Meeting
Maajid Nawaz, the British Muslim reformer who recently recovered a large monetary settlement from the Southern Poverty Law Center (SPLC), is scheduled to meet with SPLC president Richard Cohen next week to demand an explanation for its decision to label him an “anti-Muslim extremist,” National Review learned Friday in an exclusive interview with Nawaz.
That is, to ask for an explanation. It sounds less pugnacious than that paragraph suggests.
Now, Nawaz wants answers. He reached out to Cohen following the settlement and Cohen replied Thursday night agreeing to the meeting.

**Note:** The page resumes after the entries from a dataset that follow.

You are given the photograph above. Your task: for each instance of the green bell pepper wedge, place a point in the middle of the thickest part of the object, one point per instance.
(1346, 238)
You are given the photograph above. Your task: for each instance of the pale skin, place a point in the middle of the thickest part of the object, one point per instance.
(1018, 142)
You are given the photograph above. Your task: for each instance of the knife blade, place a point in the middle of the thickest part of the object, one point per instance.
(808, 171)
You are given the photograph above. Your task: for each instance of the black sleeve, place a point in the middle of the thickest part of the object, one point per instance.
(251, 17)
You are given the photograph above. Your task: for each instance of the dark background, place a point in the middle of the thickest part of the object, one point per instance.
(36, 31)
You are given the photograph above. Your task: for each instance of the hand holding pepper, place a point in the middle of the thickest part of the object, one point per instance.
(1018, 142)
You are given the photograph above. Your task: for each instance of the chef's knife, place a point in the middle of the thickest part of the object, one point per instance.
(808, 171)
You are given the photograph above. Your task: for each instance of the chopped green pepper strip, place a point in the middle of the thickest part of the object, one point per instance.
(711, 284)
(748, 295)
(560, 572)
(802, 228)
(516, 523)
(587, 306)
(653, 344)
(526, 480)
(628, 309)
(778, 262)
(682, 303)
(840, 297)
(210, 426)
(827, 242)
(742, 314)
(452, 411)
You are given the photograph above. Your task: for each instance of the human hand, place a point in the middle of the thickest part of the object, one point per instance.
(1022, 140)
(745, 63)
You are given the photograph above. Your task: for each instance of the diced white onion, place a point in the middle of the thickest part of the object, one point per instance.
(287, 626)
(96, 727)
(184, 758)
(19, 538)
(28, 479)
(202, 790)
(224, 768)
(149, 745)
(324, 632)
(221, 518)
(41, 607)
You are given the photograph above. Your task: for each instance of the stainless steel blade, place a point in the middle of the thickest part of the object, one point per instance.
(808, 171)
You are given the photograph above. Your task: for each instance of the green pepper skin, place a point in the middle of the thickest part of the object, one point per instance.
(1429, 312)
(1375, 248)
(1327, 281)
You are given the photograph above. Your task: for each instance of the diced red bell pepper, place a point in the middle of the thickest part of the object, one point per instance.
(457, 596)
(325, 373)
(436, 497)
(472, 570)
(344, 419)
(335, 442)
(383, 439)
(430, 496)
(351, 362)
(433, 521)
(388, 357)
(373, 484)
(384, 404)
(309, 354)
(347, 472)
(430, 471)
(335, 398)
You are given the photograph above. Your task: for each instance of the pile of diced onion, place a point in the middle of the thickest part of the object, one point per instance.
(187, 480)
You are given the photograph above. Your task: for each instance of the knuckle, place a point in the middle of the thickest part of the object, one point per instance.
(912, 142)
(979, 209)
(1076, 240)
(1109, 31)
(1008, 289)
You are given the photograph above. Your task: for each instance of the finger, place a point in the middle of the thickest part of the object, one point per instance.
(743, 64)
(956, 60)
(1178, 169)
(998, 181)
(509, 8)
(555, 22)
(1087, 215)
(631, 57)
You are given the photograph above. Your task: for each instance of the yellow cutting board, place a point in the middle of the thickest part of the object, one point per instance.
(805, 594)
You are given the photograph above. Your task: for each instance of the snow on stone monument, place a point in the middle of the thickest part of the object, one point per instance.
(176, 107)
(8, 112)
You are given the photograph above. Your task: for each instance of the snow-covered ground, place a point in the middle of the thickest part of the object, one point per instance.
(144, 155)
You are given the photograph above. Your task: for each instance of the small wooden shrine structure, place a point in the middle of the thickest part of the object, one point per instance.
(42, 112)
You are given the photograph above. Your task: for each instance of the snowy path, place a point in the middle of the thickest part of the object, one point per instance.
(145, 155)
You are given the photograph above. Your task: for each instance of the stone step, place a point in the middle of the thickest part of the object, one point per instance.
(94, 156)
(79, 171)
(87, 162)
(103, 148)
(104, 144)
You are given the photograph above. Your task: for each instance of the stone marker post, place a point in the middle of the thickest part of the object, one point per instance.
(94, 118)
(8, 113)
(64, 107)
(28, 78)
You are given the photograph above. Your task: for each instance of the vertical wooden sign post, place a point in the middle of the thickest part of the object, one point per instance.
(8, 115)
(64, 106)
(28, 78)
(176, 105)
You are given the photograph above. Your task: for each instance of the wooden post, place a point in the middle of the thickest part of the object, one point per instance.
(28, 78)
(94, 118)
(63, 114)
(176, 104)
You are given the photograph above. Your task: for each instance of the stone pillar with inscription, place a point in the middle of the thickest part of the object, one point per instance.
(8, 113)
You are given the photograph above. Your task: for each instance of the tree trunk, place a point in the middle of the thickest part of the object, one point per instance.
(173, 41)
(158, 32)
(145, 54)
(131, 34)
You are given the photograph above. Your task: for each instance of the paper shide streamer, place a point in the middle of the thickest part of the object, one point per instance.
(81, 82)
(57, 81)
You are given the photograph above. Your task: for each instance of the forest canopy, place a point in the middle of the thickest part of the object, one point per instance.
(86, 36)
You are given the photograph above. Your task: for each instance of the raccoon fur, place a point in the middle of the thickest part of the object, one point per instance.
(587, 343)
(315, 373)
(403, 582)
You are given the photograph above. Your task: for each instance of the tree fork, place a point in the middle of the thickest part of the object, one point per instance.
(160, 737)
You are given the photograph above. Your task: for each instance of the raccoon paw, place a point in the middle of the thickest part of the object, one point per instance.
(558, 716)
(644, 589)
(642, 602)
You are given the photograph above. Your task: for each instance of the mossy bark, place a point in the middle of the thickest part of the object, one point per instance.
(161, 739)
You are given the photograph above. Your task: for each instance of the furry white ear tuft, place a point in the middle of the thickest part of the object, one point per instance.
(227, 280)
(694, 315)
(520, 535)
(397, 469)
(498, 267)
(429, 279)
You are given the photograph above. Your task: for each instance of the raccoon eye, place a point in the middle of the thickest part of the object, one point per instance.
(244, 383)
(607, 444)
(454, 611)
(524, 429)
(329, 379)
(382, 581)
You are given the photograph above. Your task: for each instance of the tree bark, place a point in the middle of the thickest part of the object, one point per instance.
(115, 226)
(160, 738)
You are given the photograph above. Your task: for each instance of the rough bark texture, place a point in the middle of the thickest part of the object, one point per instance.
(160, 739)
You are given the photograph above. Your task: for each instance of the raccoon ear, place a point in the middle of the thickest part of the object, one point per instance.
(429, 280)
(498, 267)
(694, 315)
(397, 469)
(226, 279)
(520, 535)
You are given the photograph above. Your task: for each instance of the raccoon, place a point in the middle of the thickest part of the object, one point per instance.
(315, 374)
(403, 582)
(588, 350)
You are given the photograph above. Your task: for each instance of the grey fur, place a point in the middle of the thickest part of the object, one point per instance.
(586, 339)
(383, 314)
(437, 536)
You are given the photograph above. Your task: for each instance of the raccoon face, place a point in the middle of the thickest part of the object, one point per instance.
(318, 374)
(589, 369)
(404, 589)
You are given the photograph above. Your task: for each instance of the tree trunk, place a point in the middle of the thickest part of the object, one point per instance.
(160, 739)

“I’m going to fly out to New York in the coming week or so for the specific purpose of meeting with [Cohen] in private for however long it takes — a day, two days. And I have two objectives: I want to understand what the fuck happened. I really want to understand how on earth this could have happened,” Nawaz says. “I have my suspicions about whether the SPLC has been influenced by CAIR, the Council on American Islamic Relations, and other Islamist-leaning organizations. In other words, was this a hit job? Did the SPLC go out and say, ‘Hey, Muslim community, we want to know who’s anti-Muslim,’ and instead of those organizations giving them genuine anti-Muslim individuals, they decided to use that as an opportunity to basically go after their opponents politically?”
That sounds very plausible. People here are naïve about CAIR: they think it’s a liberal anti-discrimination group and don’t realize how Islamist-leaning it is. CAIR of course is careful not to enlighten them.
Cohen and the SPLC were too quick to view the Muslim community as a “homogenous” group likely to understand all criticism as an affront, Nawaz says. During their meeting, the radio host and activist hopes to educate Cohen as to the explosive contest between fundamentalism and liberalism that is occurring within the Islamic community, citing political divisions within mainstream American society as a reference point.
I hope Cohen listens, I really do. The SPLC understands that there are reactionary theocratic Christian groups, certainly, so why can’t they understand that there are equivalent Islamic groups?
“I want to say to him, ‘You guys are getting it seriously wrong, which means you don’t understand the Muslim community. You need help and I’m prepared to help you understand the Muslim community but that will require a huge cognitive shift. It will require that you recognize that the debate that you have within the wider society about liberalism verses conservatism is a debate we’re having within our Muslim community, between liberalism and fundamentalism.’”
I hope Cohen listens.
I am heartened, but trying not to get my hopes up too far.
Purely as a political matter, Nawaz would’ve been wiser to not mention CAIR until after the meeting. It’ll put their backs up, and have them launching an agitprop campaign before the talking even begins. And if, by some circumstance, it comes out that it was some other source for the smear (and yes, smear it was, and that must not be forgotten), then CAIR and other fundie apologists will score an easy propaganda victory.